Comparison

HumanEval vs SWE-bench

HumanEval and SWE-bench are both common AI/LLM terms but cover different ideas. Here is a quick side-by-side.

When you would reach for HumanEval

HumanEval comes up when the question is fundamentally about evaluation.

GPT-4: ~88% pass@1 on HumanEval.

When you would reach for SWE-bench

SWE-bench comes up when the question is fundamentally about evaluation.

A SWE-agent run patching a Django bug, verified by Django's own test suite.

Frequently asked

What is the difference between HumanEval and SWE-bench?

HumanEval: HumanEval is a benchmark of 164 hand-written Python programming problems, each with a function signature, docstring, and unit tests.
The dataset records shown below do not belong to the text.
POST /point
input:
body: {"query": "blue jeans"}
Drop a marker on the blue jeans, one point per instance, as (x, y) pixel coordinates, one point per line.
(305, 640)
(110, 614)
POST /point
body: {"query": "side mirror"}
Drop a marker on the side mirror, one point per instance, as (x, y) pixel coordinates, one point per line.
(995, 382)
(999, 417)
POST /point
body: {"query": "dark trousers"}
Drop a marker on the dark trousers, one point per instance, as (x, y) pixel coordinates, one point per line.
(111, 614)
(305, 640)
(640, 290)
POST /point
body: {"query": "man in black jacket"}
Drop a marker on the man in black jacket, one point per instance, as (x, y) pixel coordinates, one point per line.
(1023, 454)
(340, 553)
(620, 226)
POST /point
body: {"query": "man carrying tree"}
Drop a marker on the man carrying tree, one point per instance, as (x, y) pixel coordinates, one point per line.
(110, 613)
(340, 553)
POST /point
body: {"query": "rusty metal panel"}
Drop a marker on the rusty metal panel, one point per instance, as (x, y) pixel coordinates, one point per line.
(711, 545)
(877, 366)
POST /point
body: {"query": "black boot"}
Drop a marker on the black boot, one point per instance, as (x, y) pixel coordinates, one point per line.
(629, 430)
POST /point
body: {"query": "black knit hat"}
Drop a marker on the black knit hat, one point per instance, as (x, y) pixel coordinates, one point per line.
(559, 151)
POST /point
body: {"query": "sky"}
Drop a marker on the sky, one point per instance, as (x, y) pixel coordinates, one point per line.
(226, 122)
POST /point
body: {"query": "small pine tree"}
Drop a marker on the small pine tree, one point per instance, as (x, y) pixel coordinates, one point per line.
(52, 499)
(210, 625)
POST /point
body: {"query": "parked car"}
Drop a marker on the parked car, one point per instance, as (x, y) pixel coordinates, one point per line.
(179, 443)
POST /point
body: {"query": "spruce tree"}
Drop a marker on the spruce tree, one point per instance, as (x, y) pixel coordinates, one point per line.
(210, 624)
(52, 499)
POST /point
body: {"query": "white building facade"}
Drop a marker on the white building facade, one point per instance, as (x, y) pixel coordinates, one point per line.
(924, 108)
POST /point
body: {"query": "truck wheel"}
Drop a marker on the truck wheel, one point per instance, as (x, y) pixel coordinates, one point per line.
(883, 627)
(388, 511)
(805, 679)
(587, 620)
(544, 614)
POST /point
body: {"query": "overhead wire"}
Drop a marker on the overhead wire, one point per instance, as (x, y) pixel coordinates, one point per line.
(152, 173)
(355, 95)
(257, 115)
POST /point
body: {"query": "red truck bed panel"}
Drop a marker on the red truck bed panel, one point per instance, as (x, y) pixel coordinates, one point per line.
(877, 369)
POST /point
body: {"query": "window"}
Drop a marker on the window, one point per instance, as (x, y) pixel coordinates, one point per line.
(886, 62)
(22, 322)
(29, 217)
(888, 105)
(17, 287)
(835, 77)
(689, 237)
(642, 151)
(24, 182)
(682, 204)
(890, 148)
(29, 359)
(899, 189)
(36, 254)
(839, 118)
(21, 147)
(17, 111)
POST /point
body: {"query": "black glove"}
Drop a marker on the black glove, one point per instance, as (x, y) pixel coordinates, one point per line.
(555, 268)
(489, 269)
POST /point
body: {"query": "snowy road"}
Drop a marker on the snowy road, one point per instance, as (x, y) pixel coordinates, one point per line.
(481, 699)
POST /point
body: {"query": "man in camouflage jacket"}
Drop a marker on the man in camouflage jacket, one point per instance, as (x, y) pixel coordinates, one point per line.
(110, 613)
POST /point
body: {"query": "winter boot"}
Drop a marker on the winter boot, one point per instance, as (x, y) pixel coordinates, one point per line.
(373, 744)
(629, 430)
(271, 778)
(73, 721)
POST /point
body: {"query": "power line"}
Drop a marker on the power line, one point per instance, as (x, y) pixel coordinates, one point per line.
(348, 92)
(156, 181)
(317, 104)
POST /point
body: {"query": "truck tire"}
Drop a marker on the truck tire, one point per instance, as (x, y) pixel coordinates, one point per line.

The model writes the function body. SWE-bench: SWE-bench is a benchmark of ~2.3K real GitHub issues from popular Python repos. The model must read the codebase, understand the bug, and write a patch that passes the existing tests.

When should I use HumanEval vs SWE-bench?

HumanEval is the right concept when you are focused on evaluation. SWE-bench applies when you are focused on evaluation.

Are HumanEval and SWE-bench the same thing?

No. HumanEval is evaluation; SWE-bench is evaluation. They are related but address different parts of the AI stack.